User Selection versus Special Purpose

Every Org-Wide Address has a Purpose, and the choice changes where the address shows up. A User Selection address appears in the From dropdown when a user composes an email, so people can deliberately send as support@ or sales@ instead of their own login. A Special Purpose address does the opposite. It does not appear in any user-facing dropdown and is reserved for system mail and the default no-reply behavior. You can also pick the combined option, which lets an address serve both roles at once. The split matters because not every shared mailbox should be selectable by hand. A noreply@ address, for instance, exists so automated messages stop coming from individual users, but you rarely want a rep choosing it for a personal reply. Setting the Purpose correctly keeps the From dropdown short and relevant for end users while still letting administrators route background email through a branded address. When you design your sender strategy, decide the Purpose for each address first, then worry about which profiles get access.

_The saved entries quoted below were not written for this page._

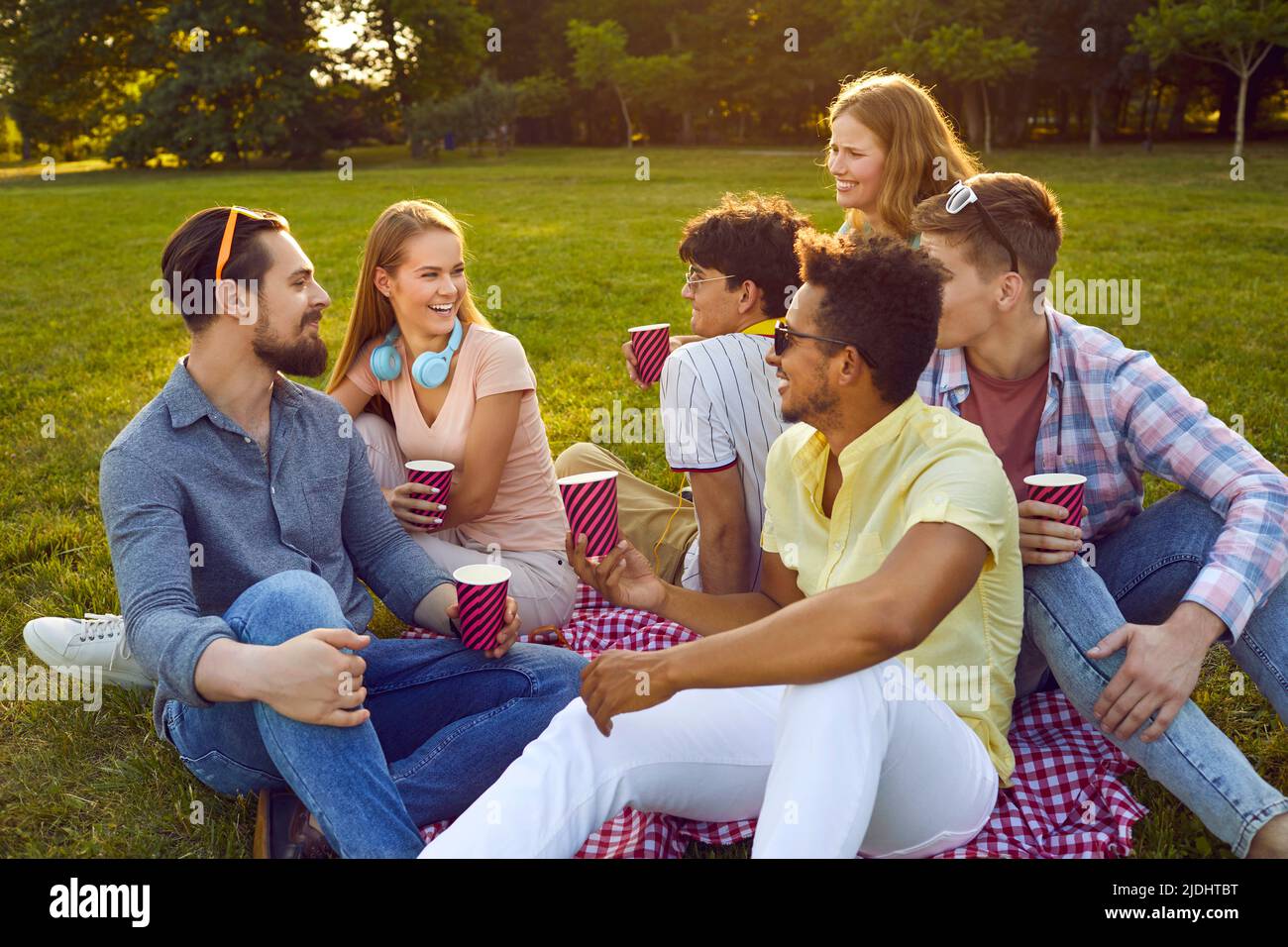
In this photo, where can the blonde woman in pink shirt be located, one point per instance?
(446, 385)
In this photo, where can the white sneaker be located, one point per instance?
(95, 641)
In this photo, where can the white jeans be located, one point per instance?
(541, 581)
(829, 770)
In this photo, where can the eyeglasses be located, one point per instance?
(226, 245)
(962, 195)
(784, 339)
(691, 281)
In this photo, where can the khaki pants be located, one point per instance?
(643, 510)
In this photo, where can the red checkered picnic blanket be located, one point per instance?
(1067, 800)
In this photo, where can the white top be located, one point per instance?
(720, 407)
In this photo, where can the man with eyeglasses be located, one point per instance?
(858, 699)
(1126, 629)
(719, 402)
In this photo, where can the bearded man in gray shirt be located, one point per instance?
(241, 512)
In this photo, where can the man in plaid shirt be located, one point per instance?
(1125, 633)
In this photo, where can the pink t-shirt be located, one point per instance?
(527, 513)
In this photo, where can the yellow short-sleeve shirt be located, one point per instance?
(919, 464)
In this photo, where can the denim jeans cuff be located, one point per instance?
(1256, 823)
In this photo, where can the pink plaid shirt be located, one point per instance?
(1112, 412)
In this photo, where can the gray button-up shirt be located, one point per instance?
(194, 517)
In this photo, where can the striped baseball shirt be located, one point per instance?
(720, 407)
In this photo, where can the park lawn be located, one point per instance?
(578, 249)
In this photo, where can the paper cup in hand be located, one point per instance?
(590, 501)
(432, 474)
(1059, 489)
(481, 592)
(652, 344)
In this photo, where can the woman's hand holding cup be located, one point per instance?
(412, 512)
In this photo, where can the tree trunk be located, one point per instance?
(988, 120)
(1094, 119)
(626, 118)
(687, 115)
(973, 115)
(1237, 114)
(1176, 121)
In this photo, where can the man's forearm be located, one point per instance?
(818, 638)
(1199, 620)
(230, 671)
(432, 611)
(724, 561)
(704, 613)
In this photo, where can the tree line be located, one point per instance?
(206, 81)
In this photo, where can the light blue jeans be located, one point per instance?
(445, 724)
(1141, 574)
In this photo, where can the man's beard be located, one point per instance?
(818, 406)
(305, 356)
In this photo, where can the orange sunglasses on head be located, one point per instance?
(226, 245)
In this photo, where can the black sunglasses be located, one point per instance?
(784, 339)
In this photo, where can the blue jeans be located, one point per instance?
(445, 724)
(1140, 577)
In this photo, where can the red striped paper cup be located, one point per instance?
(481, 592)
(432, 474)
(1059, 489)
(590, 501)
(652, 344)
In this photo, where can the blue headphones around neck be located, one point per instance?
(429, 369)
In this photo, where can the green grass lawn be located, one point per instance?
(580, 250)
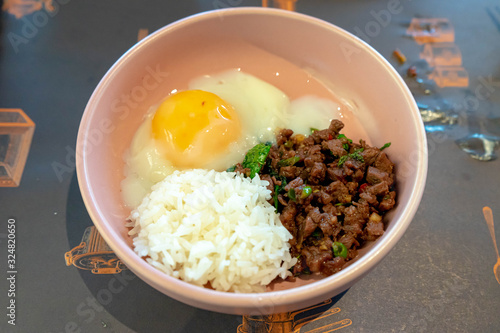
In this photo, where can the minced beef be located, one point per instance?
(329, 191)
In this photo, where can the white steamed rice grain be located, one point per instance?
(213, 227)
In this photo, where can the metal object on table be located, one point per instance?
(480, 146)
(488, 216)
(295, 321)
(16, 133)
(94, 254)
(431, 30)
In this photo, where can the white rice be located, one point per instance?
(213, 227)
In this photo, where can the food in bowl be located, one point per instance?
(300, 48)
(331, 194)
(213, 229)
(212, 124)
(233, 231)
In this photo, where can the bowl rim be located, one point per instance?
(206, 297)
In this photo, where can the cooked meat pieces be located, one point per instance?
(328, 189)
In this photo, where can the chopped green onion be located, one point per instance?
(277, 188)
(339, 250)
(289, 161)
(355, 155)
(306, 191)
(342, 136)
(256, 158)
(342, 160)
(387, 145)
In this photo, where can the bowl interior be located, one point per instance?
(296, 53)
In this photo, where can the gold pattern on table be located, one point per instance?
(488, 216)
(438, 36)
(20, 8)
(294, 322)
(94, 254)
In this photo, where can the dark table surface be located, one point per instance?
(439, 277)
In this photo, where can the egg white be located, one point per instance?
(262, 109)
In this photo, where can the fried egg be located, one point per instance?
(211, 125)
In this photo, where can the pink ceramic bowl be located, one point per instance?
(298, 54)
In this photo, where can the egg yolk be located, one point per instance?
(193, 127)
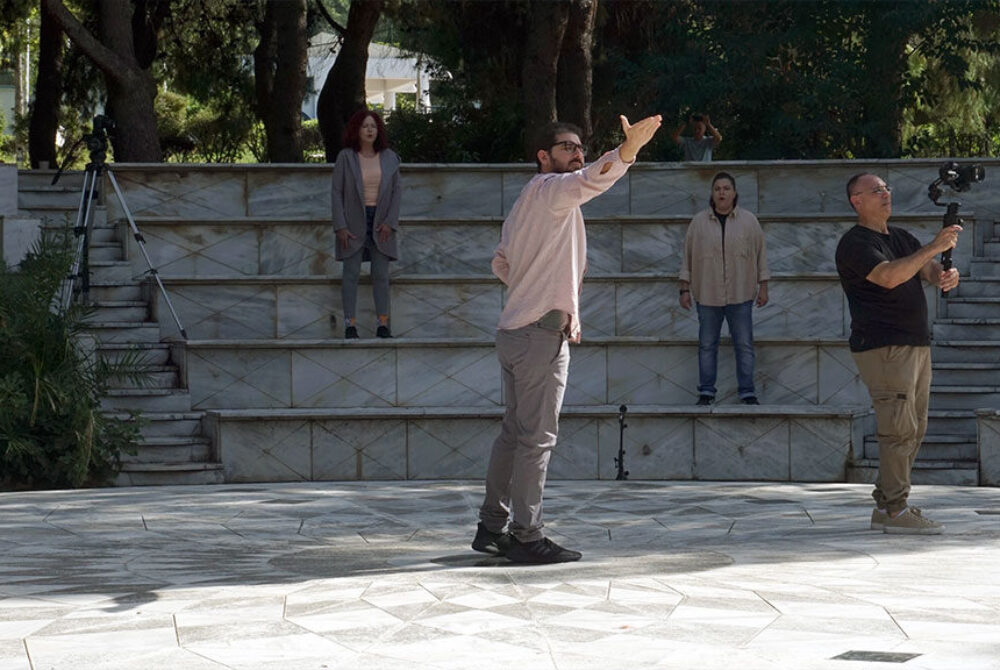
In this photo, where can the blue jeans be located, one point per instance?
(740, 320)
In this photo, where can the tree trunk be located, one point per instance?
(575, 74)
(280, 67)
(546, 27)
(344, 89)
(48, 91)
(131, 88)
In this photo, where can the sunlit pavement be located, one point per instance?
(380, 575)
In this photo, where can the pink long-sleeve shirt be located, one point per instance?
(542, 255)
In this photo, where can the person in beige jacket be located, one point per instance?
(723, 270)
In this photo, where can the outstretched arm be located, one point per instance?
(637, 136)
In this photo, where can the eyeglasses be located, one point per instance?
(571, 147)
(878, 190)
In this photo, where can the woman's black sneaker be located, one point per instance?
(540, 551)
(489, 542)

The verification handshake

Adding an address does not make it usable right away. Salesforce sends a verification email to the exact address you entered, and someone has to open that message and click the confirmation link. Until that happens, the address stays unverified and will not appear as a From option or send through Apex. This handshake is a guardrail. It stops anyone from configuring an address they do not actually control, which would otherwise be an easy way to spoof a partner or a customer domain. The practical consequence is that the mailbox needs to exist and be monitored before you add it in Setup. If you create support@yourcompany.com in Salesforce but nobody has set up that inbox on your mail server, the verification link never arrives and the address sits idle. A common pattern is to stand up the real mailbox or a catch-all rule first, add the Org-Wide Address second, then confirm from the inbox. If the verification email goes missing, you can resend it from the address detail page.

Profile-level access control

Each User Selection address carries a setting that decides who can send as it. You can allow all profiles, which puts the address in everyone's From dropdown, or you can restrict it to a chosen set of profiles. Restriction is the safer default for sensitive mailboxes. You probably want billing@ available only to the finance team and support@ available only to service agents, so a salesperson cannot accidentally send a quote as the billing department. Allowing all profiles is fine for a generic company address like hello@ that any employee might reasonably use. This control lives entirely inside Salesforce and has nothing to do with mailbox permissions on your mail server. A user who is allowed to select an Org-Wide Address never sees the real account credentials. They simply get the address as a From choice. When you audit your org, line up each address against the teams that should own it, because access tends to drift as profiles are cloned and reorganized over the years.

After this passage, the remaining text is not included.